TV2 output possibly could be taken by buying Sling Adapter($30) and Sling Catcher ($??) with HDMI output using your home network

or call CSR and ask for upgrade to Hipper/Joye pair


----------



## shadough (Dec 31, 2006)

i think what hes asking is if tv 2 can b seen in hd an the answer isno. tv 2 is sd only an can only b seen on the outputs labeled tv2 (rca analog video an coax). the hdmi ouput will only deliver signal from tv1.


----------



## CeeWoo (Dec 1, 2008)

shadough said:


> i think what hes asking is if tv 2 can b seen in hd an the answer isno. tv 2 is sd only an can only b seen on the outputs labeled tv2 (rca analog video an coax). the hdmi ouput will only deliver signal from tv1.


I think you are correct.
BTW-I have a 722k connected to a spare bedroom in the usual fashion, and using the YPbPr for a HD connection to the living room. Then I ran a long HDMI cable to another bedroom (and it shows whatever is being watched in the living room on the TV1 output)


----------



## Grandude (Oct 21, 2004)

CeeWoo said:


> I think you are correct.
> BTW-I have a 722k connected to a spare bedroom in the usual fashion, and using the YPbPr for a HD connection to the living room.

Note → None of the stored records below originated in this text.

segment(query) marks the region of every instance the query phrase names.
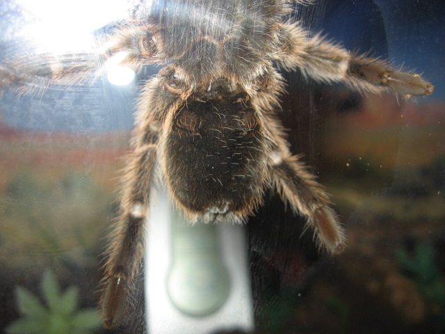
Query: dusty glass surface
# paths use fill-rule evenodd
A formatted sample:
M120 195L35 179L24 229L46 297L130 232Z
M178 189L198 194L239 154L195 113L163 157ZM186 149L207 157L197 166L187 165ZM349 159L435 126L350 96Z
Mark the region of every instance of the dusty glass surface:
M36 53L60 49L79 55L144 6L36 2L0 4L0 64L17 56L32 63ZM305 219L267 192L245 228L258 333L442 333L445 6L439 0L325 0L295 16L351 51L422 74L435 90L412 99L362 96L282 72L288 93L277 116L292 152L305 154L332 194L348 248L336 256L319 252L312 231L303 233ZM104 74L42 95L3 90L3 331L28 326L42 326L41 333L108 333L92 308L117 214L113 191L138 86L158 70L147 66L124 86ZM143 321L143 303L136 322ZM17 325L19 319L24 324ZM134 333L131 326L114 331Z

Then I ran a long HDMI cable to another bedroom (and it shows whatever is being watched in the living room on the TV1 output)

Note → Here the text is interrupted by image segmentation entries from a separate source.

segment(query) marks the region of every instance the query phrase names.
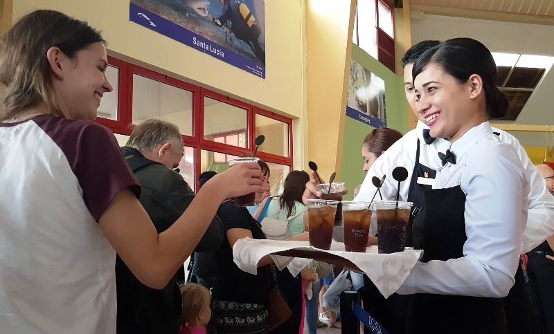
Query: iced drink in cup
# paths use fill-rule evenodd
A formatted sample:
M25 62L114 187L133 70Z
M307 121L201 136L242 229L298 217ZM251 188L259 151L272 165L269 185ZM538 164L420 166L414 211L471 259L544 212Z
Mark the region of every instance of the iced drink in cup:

I have a similar setup and was wondering how long an HDMI cable you used?
Mine is 25ft if I recall correctly.


----------



## CeeWoo (Dec 1, 2008)

Grandude said:


> I have a similar setup and was wondering how long an HDMI cable you used?
> Mine is 25ft if I recall correctly.


I think mine is 40'. I ran it through a heat duct to keep from have having to drill anymore holes thru the floors/walls


----------



## MrDave (Jun 26, 2010)

Grandude said:


> I have a similar setup and was wondering how long an HDMI cable you used?
> Mine is 25ft if I recall correctly.


I have a pair of 622s and split the HDMI signal from each unit 4 ways using powered HDMI 4-way splitters. I then distribute those signals to 4 HDTVs scattered thruout the house (a total of 8 HDMI cables from 8 to 50 ft each). I've had no problems at all with any of the cables including the 50 footers. The splitters and cables were all purchased from Monoprice.com a few years back.


----------



## Grandude (Oct 21, 2004)

MrDave said:


> I have a pair of 622s and split the HDMI signal from each unit 4 ways using powered HDMI 4-way splitters. I then distribute those signals to 4 HDTVs scattered thruout the house (a total of 8 HDMI cables from 8 to 50 ft each). I've had no problems at all with any of the cables including the 50 footers. The splitters and cables were all purchased from Monoprice.com a few years back.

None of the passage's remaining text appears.